# Straight line problem

1. Jan 21, 2014

### Dumbledore211

1. The problem statement, all variables and given/known data
Show that the point (-1/2, -2) is equidistant from the straight lines 2x-3y+4=0 and 6x+4y-7=0

2. Relevant equations

distance between the points= {(x1-x2)^2+(y1-y2)^2}^1/2

3. The attempt at a solution
All I know is that the given two straight lines are perpendicular to each other. It would be very helpful if anyone of you could drop a hint as to how I should use this fact in proving the fact that the given point is at an equal distance from the given straight lines

2. Jan 21, 2014

Did you draw any graphs?

3. Jan 21, 2014

### BvU

I don't see the relevance of your equation.
Do you know how to calculate the distance between two parallel lines ?

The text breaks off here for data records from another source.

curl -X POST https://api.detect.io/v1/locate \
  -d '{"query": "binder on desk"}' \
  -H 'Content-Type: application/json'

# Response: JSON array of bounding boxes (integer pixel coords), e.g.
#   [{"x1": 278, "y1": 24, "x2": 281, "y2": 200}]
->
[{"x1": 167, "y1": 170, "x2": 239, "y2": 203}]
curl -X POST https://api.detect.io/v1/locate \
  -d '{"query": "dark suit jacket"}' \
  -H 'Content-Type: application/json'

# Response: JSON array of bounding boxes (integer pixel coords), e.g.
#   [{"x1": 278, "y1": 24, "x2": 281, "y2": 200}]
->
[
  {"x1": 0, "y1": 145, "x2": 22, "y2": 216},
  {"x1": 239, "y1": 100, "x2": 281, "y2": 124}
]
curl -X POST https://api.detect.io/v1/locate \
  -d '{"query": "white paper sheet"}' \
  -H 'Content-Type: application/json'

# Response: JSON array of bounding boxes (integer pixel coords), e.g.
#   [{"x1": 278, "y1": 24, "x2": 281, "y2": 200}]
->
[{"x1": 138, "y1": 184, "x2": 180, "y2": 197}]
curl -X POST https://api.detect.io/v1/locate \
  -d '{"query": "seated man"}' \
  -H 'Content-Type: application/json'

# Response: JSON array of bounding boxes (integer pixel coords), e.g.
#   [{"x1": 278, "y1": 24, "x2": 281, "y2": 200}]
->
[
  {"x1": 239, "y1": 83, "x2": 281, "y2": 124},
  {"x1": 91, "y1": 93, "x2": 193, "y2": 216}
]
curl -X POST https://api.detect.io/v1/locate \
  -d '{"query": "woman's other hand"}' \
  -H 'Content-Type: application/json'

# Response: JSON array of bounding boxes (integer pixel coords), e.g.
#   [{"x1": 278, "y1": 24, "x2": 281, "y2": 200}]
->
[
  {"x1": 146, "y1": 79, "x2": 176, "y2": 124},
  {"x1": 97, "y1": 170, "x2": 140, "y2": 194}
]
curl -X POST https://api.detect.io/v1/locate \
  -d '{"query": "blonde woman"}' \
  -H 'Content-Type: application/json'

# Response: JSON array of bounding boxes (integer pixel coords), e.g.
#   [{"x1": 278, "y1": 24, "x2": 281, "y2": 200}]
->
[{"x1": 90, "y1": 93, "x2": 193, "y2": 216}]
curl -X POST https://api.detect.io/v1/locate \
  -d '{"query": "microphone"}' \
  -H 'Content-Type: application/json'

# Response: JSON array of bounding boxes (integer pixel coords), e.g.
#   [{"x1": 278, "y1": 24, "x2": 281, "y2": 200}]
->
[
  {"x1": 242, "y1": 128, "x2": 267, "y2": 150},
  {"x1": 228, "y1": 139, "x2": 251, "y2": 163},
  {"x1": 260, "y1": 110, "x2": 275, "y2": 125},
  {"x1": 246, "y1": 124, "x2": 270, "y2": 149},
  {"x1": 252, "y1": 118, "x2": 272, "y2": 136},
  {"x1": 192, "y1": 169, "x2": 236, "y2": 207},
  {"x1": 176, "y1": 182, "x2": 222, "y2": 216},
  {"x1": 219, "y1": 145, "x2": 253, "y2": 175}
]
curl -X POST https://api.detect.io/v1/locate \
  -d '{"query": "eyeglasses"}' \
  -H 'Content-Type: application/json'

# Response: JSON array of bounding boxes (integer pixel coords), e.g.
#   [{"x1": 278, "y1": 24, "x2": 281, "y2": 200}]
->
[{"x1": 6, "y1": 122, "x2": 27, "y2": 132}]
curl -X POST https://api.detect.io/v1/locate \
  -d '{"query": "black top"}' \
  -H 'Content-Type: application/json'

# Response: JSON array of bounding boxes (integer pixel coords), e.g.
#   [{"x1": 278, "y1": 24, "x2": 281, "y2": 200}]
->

For example between 6x + 4y = 7 and 6x + 4y = -11 ?

(The latter happens to go through the point -1/2, -2 )

4. Jan 21, 2014

### Ray Vickson

I don't see the relevance of your questions. The two lines given by the OP are not parallel.

5. Jan 21, 2014

### Tanya Sharma

Just find the distance between the given point and the first line .Then calculate the distance between the point and the second line .You will get same distances in the two cases .

The distance between a point (p,q) and line Ax+By+C=0 is given by |Ap+Bq+C|/√(A2+B2)

6. Jan 21, 2014

### eXmag

sorry post error

7. Jan 22, 2014

### haruspex

No, but because the lines are perpendicular to each other, the 'dropped perpendicular' from the point to one line will be parallel to the other line. Whether that saves anything I'm not sure.

8. Jan 22, 2014

### BvU

Dear professor Dumbledore,
Do you recognize/understand the formula as spelled out by Tanya? If so, the exercise is straightforward as she says (work, yuch!).
In #1 (2) you made me a bit careful, since there are no two points in the OP. Yet in #1 (3) you quite correctly observe the two lines are perpendicular and you sniff that there might be a smart mathemagical trick to avoid superfluous work. Good attitude!